Bill Hochmuth, a senior research analyst for Thrivent Investment Management, Minneapolis, warned that more job and capacity cuts could lie in Northwest's future because oil prices may climb even higher.
New York-based aviation consultant Julius Maldutis said Northwest's move mirrors "what other major carriers are doing as part of a survival game." He doesn't expect it to have any negative impact on the merger.
Pilots are negotiating
Delta wants to acquire Northwest by the end of this year. The carriers' two pilot groups started meeting this week in Chicago to negotiate a combined seniority list.
Ben Hirst, Northwest's general counsel, said the airlines want to move quickly on merging the pilot groups and fleets, because it will provide substantial financial benefits to the merged carrier.
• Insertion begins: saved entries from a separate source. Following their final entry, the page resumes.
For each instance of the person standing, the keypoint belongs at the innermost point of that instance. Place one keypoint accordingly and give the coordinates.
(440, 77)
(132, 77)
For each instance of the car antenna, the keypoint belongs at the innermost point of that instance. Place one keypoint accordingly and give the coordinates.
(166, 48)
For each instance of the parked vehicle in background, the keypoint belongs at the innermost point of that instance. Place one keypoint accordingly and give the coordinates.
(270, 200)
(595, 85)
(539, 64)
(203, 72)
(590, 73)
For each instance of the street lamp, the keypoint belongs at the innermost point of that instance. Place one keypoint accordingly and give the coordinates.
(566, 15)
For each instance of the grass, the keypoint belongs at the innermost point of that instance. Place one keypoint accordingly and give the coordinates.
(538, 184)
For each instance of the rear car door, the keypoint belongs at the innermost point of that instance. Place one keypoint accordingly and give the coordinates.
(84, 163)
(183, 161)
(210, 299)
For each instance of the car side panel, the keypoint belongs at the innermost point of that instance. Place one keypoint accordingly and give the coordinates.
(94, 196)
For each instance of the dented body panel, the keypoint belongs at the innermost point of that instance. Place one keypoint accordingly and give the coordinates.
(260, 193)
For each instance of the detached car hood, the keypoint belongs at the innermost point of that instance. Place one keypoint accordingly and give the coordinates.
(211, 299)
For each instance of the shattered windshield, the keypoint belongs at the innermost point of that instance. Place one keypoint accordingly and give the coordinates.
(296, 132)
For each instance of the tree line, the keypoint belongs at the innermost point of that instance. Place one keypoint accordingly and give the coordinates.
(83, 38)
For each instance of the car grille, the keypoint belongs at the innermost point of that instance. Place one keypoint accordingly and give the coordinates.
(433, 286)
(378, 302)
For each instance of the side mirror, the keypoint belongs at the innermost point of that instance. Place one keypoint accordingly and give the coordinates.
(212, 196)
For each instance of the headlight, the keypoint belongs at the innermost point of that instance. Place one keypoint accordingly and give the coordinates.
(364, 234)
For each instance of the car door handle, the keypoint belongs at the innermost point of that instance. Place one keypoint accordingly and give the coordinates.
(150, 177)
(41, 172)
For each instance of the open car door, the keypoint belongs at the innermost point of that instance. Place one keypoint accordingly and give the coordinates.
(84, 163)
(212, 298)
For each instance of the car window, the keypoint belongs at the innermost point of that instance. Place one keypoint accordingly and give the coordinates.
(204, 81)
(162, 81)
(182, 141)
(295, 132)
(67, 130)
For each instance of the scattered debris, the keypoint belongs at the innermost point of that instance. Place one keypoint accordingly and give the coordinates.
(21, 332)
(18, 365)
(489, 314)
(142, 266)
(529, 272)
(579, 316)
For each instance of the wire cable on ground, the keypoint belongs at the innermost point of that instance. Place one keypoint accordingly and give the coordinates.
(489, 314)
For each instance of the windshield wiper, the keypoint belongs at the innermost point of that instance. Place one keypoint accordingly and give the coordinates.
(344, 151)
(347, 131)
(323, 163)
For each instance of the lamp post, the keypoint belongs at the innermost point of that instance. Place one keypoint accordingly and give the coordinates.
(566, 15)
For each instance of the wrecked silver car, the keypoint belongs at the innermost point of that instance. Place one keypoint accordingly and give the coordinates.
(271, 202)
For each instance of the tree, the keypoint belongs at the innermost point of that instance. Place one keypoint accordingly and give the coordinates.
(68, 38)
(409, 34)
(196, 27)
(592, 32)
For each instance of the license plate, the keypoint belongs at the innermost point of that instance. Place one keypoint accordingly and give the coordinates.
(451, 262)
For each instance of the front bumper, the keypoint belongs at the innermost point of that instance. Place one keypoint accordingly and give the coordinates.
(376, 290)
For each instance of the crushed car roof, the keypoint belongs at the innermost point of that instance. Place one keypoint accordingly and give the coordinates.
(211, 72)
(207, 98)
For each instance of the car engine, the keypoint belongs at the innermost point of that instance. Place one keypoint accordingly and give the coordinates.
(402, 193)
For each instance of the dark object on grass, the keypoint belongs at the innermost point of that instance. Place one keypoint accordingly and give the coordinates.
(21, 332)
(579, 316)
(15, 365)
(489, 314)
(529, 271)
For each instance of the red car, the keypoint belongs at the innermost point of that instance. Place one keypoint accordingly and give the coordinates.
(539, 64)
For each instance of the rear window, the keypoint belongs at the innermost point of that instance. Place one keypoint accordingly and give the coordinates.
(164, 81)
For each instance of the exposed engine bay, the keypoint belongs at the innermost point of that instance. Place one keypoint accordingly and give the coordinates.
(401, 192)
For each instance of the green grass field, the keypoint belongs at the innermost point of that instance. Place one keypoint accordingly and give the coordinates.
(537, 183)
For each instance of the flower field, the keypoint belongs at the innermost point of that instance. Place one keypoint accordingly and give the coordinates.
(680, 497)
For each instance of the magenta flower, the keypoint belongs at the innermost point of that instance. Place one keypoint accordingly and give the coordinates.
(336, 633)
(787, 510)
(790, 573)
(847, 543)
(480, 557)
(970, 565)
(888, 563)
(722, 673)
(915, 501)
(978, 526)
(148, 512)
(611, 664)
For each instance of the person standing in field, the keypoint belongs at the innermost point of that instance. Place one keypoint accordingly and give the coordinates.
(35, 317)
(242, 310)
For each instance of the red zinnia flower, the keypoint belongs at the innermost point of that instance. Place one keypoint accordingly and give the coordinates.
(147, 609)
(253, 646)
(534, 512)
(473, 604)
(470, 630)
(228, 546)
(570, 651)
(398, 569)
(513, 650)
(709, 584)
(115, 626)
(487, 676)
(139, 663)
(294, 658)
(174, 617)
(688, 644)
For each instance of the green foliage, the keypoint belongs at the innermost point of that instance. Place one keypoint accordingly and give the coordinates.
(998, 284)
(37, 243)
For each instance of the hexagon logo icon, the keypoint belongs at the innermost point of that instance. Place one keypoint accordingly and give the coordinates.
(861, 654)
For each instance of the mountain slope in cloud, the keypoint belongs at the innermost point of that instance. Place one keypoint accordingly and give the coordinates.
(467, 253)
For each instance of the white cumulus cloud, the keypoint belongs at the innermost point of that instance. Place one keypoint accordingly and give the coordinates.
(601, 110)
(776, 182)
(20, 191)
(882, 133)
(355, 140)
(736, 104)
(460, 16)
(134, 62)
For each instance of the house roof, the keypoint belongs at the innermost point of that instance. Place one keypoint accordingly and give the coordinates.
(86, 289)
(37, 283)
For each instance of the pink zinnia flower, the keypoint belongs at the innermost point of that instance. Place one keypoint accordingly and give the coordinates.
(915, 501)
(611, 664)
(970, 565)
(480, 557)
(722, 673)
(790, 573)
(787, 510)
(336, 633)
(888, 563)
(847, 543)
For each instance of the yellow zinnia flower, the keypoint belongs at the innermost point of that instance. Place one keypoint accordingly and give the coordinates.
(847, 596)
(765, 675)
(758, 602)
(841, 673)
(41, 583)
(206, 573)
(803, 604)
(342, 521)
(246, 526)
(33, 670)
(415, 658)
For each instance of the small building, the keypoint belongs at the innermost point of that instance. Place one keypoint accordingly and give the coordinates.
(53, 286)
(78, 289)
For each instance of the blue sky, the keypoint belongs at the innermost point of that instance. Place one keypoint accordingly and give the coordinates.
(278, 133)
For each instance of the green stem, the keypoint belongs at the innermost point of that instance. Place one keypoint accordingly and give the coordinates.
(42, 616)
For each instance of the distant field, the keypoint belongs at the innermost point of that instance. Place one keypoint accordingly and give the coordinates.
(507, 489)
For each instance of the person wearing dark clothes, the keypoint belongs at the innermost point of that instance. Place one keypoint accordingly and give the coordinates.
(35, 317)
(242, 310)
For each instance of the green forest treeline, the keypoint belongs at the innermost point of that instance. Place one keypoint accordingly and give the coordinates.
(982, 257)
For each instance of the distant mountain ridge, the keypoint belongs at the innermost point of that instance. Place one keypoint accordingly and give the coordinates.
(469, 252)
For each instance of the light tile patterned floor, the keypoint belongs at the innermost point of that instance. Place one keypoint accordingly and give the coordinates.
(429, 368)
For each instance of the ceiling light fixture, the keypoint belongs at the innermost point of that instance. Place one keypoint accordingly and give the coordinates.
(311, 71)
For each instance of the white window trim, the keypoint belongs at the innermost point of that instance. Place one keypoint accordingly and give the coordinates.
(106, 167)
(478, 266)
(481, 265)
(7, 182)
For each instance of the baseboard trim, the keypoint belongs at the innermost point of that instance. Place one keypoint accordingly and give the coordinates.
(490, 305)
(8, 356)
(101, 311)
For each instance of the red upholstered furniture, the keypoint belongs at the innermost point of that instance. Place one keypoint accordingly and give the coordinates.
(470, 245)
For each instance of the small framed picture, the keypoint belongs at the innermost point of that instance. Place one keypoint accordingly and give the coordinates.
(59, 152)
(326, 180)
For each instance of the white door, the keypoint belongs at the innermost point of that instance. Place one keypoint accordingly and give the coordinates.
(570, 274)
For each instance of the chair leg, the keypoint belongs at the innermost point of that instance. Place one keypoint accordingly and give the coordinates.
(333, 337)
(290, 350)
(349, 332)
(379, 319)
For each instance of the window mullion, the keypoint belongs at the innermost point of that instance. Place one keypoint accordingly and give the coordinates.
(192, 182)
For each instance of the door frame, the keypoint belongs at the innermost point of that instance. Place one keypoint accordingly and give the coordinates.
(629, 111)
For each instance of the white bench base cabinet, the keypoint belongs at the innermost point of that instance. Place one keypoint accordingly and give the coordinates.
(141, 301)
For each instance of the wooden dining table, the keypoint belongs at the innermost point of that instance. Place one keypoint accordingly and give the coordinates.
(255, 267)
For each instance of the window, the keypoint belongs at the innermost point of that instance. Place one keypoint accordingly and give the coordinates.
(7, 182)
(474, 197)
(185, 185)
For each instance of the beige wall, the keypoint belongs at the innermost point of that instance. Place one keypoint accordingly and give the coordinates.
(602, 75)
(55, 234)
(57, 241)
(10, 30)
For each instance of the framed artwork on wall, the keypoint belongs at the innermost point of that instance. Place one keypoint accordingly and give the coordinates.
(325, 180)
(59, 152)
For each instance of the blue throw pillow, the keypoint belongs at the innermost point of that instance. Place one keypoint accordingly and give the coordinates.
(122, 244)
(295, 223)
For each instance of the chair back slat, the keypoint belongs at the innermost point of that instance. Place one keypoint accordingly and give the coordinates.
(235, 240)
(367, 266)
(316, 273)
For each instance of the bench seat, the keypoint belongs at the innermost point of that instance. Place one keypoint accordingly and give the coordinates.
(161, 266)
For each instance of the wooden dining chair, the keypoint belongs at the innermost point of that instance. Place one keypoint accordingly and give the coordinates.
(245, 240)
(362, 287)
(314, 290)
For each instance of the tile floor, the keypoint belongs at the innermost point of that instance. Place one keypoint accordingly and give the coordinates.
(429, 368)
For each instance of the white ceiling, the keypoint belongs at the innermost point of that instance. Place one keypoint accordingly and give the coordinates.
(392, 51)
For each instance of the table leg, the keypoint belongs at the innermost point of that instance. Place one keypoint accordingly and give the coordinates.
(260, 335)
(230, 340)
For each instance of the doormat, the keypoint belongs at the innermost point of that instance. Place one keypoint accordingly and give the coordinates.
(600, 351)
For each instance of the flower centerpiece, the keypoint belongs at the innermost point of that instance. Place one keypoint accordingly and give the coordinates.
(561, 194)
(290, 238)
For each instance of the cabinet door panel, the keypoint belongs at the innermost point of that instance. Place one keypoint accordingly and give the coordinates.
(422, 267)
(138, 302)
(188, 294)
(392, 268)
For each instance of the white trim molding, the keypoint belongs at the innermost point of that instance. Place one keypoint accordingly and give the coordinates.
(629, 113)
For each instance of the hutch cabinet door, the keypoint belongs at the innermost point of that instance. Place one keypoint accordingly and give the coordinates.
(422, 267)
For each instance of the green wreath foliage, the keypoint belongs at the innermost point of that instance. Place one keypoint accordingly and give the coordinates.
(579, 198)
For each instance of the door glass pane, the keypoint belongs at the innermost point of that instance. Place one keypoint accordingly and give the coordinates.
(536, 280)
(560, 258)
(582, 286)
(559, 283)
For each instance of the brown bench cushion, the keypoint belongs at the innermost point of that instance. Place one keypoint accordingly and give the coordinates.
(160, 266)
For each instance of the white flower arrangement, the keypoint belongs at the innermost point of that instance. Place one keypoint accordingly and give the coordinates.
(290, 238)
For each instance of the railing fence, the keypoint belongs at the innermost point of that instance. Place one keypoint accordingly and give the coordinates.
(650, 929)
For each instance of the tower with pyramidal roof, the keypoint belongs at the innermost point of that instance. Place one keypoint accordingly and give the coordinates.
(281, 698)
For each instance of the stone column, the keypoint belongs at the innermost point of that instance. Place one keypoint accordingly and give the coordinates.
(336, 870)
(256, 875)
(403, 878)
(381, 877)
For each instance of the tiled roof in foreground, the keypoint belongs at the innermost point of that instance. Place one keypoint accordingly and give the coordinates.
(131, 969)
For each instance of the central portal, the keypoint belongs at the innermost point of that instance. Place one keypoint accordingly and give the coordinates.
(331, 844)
"The reasons for the merger are even more compelling in the current fuel environment," Hirst said. He explained that the cost savings and revenue growth expected from the merger will offer "an additional financial margin" for dealing with high fuel costs.
The chief executives of 12 large airlines, including Northwest and Delta, are asking their customers to contact members of Congress to seek a clampdown on oil speculators.
Northwest's $15 bag fee will apply to Northwest ticket sales beginning today and for travel starting Aug. 28 throughout the United States and between the United and Canada. Frequent-flier elite passengers and full-fare coach passengers will be exempt from the fee.
The WorldPerks redemption fees begin for award tickets issued in North America on or after Sept. 15. Northwest will charge $25 for domestic tickets, $50 for transatlantic trips and $100 for trips to Asia.